The number of twists, pleats and knots in space and time were almost a perfect match to known particles - electrons, protons, and so on. What had he discovered? The true nature of all matter as knots in space and time? His body was sweating, his pulse was rapid, his mind was running with thoughts and ideas.


Klein worked feverishly through the night in his cramped, untidy office.

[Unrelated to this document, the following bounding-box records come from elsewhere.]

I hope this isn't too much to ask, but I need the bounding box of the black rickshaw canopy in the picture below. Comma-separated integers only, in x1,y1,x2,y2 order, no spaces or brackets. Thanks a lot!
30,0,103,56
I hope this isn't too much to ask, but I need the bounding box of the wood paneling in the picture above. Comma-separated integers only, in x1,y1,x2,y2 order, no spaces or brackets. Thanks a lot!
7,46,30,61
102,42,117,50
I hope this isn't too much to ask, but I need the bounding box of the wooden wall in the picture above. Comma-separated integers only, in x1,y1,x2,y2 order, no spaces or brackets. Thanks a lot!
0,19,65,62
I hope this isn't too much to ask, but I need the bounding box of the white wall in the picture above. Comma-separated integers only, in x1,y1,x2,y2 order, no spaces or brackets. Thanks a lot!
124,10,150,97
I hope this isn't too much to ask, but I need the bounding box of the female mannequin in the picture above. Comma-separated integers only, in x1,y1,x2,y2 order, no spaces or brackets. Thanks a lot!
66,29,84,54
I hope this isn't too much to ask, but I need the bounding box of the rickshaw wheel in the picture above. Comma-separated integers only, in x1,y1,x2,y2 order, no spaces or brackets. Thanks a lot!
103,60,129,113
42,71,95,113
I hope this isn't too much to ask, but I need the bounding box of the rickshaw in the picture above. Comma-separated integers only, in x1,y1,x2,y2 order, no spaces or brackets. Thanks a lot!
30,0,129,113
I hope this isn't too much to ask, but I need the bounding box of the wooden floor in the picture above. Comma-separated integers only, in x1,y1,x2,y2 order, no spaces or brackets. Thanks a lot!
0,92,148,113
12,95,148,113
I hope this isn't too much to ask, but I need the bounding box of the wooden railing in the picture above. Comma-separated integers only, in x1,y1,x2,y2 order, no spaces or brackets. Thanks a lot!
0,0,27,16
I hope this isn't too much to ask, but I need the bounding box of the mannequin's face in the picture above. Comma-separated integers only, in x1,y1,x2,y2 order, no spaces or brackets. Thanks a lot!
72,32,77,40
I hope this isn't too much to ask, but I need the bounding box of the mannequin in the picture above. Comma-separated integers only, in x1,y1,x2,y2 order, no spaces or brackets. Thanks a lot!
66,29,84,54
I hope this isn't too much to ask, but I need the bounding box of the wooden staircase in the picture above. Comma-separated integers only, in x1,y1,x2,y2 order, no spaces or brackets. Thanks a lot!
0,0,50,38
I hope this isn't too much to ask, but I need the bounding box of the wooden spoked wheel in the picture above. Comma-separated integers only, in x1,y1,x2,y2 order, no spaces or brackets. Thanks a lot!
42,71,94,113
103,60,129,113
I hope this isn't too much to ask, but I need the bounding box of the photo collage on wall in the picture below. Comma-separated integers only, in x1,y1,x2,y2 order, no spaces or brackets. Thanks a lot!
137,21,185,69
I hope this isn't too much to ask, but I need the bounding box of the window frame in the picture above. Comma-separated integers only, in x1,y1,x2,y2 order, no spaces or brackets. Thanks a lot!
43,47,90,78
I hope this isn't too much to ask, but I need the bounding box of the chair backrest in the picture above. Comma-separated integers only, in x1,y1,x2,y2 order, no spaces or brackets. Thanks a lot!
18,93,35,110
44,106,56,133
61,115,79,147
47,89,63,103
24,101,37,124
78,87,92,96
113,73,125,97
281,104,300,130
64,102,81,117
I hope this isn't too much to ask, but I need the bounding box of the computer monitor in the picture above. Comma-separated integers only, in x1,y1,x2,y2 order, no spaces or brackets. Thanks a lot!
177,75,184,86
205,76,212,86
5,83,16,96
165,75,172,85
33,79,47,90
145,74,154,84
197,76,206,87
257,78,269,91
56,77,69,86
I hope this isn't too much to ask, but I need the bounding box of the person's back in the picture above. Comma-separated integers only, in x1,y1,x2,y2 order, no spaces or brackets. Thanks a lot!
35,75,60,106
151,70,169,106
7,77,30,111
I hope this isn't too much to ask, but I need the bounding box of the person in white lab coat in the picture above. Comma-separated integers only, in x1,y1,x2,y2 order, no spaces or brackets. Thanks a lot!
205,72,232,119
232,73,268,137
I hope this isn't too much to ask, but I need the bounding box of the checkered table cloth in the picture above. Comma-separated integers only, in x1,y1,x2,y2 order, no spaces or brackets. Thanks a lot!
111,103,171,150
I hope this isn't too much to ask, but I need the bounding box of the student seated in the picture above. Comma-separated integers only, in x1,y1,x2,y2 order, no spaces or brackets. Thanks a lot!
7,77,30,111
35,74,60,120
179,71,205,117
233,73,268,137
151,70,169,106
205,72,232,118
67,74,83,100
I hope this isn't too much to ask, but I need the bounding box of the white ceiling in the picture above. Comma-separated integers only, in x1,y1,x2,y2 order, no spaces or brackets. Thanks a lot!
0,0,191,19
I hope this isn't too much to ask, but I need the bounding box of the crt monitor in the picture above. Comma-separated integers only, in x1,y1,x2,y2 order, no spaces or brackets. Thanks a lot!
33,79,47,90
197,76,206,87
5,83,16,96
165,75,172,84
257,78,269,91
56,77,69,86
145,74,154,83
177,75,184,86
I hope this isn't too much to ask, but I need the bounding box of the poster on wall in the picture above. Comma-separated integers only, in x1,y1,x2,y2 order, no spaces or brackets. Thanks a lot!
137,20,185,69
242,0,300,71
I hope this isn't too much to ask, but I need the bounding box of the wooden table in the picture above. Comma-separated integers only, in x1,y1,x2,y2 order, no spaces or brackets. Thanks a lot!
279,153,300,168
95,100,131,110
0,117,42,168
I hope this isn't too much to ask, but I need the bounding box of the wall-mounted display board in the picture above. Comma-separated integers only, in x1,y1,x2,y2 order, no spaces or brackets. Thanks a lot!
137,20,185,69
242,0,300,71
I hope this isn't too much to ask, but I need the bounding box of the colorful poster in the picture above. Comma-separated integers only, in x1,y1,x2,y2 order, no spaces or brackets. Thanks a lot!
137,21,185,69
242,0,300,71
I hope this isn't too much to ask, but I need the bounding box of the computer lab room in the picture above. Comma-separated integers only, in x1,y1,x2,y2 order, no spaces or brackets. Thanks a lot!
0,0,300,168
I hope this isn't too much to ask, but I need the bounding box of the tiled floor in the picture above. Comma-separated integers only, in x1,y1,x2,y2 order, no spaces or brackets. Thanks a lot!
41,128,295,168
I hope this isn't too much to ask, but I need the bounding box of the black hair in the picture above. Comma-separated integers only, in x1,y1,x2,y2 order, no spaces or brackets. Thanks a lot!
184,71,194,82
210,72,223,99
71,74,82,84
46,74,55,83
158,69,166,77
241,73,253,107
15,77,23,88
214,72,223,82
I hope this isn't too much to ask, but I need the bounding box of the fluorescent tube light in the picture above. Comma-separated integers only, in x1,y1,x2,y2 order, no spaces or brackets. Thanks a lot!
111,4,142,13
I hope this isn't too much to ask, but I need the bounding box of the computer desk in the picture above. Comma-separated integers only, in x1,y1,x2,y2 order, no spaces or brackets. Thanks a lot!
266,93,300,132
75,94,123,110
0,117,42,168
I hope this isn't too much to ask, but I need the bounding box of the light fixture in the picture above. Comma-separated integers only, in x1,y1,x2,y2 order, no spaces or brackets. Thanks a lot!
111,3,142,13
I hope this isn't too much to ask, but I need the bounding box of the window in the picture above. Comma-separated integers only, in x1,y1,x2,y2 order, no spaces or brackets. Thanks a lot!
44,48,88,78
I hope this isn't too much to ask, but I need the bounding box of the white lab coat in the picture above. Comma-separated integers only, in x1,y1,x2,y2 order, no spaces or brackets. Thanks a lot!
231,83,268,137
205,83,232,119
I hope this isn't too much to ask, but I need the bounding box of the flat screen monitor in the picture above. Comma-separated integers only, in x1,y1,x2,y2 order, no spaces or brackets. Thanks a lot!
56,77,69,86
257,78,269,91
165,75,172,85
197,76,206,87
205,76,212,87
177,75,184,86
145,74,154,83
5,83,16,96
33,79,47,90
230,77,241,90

By morning he'd written a paper "Origins of matter from spacetime knots". It described the progression from possible folds in a toy two-dimensional world to possible folds in a real four-dimensional world. It described the properties of the spacetime knots and how they precisely matched the properties of known particles.


However, there existed an exception. One extra knot in Klein's work. It didn't match any known particles. It was a knot that was present in a different grid than other spacetime knots. It was a prediction of a new particle in a new world.


At 5:30 am Klein submitted his paper to the electronic archive. It would be read by mathematicians and scientists world-wide. His life was about to change.